Fred-ditor t1_ixzlxl1 wrote
It blows my mind seeing that bright spot in the middle. It looks like a star at the center of a solar system but it's actually a black hole at the center of a galaxy but that black hole has attracted so many stars that the incredibly bright sphere is made of densely packed stars that each may house planets of their own and all that blue and white dust spinning around them is made of ho hum just a zillion more stars and this is just one of the countless galaxies out there.
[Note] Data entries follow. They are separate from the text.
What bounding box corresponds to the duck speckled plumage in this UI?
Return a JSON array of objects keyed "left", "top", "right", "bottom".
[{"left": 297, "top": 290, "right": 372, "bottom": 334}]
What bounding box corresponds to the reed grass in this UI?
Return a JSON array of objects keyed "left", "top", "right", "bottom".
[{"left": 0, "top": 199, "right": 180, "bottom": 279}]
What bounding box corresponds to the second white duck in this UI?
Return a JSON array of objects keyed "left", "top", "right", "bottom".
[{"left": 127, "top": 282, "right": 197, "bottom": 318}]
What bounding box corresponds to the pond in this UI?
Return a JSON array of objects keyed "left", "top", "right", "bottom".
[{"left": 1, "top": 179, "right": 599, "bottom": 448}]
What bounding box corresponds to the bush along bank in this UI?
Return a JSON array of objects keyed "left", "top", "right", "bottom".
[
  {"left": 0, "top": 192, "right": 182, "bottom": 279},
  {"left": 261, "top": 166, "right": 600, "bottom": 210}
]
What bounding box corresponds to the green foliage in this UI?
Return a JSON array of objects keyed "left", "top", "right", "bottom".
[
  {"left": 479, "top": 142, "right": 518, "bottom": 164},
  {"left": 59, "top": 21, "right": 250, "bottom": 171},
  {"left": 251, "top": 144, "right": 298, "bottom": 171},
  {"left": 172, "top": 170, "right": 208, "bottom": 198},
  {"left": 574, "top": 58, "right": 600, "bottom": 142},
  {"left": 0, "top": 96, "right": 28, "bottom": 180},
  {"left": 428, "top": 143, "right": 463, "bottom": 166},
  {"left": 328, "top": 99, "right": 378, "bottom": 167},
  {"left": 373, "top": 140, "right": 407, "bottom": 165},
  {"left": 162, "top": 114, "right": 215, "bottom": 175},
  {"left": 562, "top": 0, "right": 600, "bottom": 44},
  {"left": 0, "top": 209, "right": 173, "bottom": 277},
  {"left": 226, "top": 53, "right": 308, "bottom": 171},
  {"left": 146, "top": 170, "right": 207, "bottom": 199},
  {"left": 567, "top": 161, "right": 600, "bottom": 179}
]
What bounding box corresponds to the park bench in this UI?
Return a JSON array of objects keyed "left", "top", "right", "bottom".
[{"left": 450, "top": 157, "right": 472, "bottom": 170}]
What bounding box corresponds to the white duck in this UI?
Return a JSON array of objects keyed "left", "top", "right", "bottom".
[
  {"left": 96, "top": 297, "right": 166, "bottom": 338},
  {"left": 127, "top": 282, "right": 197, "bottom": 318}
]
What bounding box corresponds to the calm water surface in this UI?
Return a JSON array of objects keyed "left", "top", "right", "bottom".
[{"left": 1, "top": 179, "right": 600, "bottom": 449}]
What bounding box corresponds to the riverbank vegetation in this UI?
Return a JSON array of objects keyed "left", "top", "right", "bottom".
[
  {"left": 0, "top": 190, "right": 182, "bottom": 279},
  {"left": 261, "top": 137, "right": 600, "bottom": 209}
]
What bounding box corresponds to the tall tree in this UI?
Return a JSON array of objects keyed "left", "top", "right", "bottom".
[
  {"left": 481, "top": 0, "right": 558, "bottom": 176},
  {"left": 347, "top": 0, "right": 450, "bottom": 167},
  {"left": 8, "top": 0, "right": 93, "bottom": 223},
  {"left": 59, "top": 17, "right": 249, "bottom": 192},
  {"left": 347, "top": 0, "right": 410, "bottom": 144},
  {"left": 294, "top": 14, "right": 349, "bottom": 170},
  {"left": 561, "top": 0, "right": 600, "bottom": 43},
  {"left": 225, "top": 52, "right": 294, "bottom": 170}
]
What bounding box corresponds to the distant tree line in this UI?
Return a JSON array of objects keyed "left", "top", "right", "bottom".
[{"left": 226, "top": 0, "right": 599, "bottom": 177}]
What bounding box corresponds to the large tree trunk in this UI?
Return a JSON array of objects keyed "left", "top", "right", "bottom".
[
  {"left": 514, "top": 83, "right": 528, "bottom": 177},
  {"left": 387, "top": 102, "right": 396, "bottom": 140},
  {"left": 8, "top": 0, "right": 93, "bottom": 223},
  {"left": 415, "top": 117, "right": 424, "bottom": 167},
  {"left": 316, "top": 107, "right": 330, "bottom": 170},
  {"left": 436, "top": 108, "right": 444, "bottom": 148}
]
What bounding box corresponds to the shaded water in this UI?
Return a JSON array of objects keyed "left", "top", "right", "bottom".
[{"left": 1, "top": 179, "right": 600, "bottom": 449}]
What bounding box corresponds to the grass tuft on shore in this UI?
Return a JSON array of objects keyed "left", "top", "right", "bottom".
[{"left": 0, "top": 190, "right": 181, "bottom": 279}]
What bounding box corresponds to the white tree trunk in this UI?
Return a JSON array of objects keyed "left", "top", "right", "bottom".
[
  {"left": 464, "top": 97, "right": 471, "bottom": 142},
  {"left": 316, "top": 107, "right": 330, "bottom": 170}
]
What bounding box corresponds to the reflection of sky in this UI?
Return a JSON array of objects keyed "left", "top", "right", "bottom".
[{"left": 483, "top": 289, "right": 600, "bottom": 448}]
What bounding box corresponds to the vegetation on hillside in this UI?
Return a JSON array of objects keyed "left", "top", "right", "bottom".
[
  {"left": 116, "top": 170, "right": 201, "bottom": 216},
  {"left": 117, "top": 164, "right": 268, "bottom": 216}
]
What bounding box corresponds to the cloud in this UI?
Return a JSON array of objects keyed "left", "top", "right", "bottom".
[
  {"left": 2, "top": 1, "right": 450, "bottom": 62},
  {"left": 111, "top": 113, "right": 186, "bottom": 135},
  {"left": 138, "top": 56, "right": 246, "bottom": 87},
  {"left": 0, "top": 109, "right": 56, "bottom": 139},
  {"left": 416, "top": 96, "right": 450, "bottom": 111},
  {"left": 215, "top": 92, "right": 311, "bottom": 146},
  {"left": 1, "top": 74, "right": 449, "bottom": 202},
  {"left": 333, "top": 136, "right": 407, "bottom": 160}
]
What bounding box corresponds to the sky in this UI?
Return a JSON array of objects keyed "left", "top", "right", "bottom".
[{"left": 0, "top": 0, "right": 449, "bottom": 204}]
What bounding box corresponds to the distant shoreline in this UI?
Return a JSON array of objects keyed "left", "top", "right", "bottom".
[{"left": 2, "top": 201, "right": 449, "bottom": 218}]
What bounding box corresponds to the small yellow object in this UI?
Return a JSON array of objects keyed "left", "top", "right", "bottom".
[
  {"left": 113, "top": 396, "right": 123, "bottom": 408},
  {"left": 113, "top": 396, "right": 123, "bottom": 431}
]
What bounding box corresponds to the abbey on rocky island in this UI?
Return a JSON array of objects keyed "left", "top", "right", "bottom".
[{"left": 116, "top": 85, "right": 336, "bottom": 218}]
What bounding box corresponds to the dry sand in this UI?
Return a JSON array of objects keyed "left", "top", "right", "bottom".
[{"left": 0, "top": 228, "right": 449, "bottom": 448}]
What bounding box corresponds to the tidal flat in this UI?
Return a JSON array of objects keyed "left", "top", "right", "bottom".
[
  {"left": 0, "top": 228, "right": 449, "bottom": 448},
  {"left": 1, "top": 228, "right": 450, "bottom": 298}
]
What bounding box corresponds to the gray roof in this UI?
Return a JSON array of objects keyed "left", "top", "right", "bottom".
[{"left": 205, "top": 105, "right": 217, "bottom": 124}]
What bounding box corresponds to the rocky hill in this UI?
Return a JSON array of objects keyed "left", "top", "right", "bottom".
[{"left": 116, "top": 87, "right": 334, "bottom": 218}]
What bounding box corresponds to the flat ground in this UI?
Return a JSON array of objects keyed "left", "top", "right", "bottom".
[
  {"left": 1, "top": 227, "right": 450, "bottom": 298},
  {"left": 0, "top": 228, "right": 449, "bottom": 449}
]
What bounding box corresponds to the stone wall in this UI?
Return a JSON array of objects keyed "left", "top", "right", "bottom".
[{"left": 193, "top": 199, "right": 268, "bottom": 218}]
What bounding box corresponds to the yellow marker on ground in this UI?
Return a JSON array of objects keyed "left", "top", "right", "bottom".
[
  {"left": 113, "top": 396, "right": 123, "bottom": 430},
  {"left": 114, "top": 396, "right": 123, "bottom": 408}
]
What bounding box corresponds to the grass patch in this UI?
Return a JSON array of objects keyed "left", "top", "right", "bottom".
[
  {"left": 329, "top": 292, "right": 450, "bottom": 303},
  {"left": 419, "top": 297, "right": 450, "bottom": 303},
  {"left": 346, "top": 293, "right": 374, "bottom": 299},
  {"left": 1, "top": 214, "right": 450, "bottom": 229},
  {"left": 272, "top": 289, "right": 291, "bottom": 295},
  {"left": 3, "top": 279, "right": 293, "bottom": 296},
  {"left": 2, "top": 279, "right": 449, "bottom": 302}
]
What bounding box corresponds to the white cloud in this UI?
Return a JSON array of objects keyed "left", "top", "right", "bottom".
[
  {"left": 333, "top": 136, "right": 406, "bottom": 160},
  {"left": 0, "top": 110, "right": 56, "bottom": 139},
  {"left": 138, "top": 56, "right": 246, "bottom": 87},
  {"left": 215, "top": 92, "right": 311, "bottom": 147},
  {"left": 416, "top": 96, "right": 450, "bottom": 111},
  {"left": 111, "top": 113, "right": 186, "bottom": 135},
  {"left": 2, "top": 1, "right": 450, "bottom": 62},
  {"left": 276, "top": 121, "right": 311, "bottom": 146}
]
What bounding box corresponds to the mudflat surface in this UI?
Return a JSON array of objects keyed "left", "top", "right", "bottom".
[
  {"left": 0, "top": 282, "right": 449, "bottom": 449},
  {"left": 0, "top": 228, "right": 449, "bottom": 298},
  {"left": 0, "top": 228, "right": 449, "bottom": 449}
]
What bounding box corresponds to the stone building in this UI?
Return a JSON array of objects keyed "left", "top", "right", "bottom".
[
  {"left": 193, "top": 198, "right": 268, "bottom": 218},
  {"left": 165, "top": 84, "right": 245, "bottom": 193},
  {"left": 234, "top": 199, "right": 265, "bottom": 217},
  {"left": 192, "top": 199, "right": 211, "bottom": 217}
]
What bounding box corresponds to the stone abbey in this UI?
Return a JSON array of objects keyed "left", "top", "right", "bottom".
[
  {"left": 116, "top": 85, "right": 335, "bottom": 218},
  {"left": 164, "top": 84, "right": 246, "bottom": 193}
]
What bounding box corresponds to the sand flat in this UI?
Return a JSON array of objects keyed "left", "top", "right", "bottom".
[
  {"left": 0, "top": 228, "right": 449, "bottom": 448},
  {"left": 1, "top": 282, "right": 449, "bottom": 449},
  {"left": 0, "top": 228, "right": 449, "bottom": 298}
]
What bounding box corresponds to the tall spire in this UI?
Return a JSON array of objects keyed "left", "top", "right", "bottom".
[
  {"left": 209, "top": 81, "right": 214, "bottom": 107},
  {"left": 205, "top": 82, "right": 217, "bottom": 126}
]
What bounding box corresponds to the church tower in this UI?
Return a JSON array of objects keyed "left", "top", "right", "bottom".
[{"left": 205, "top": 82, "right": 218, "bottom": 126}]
Yet on a cosmic time scale, each of those galaxies may be like a drop of water, slowly evaporating their light and heat outwards while their mass shrivels and gets sucked into the super massive black hole before blinking out of existence, and what we're marveling at is the splash of a random droplet with no more significance to the universe than the drop you casually wiped off your windshield on the way to your meaningless job.
Sigvald1 OP t1_ixzoq2p wrote
Wow… wow what a description, our life truly is meaningless on a cosmic scale. But that is what makes it amazing, us being to able look and wonder.
Aftermathemetician t1_ixzzn57 wrote
Well, It’s not just one of the uncountable multitudes of galaxies out there. It’s humongous for a galaxy with almost 10x the average number of stars. Furthermore Andromeda is racing towards us and will eventually collide with the Milky Way and throw both galaxies into a chaotic whirlwind for a few billion years.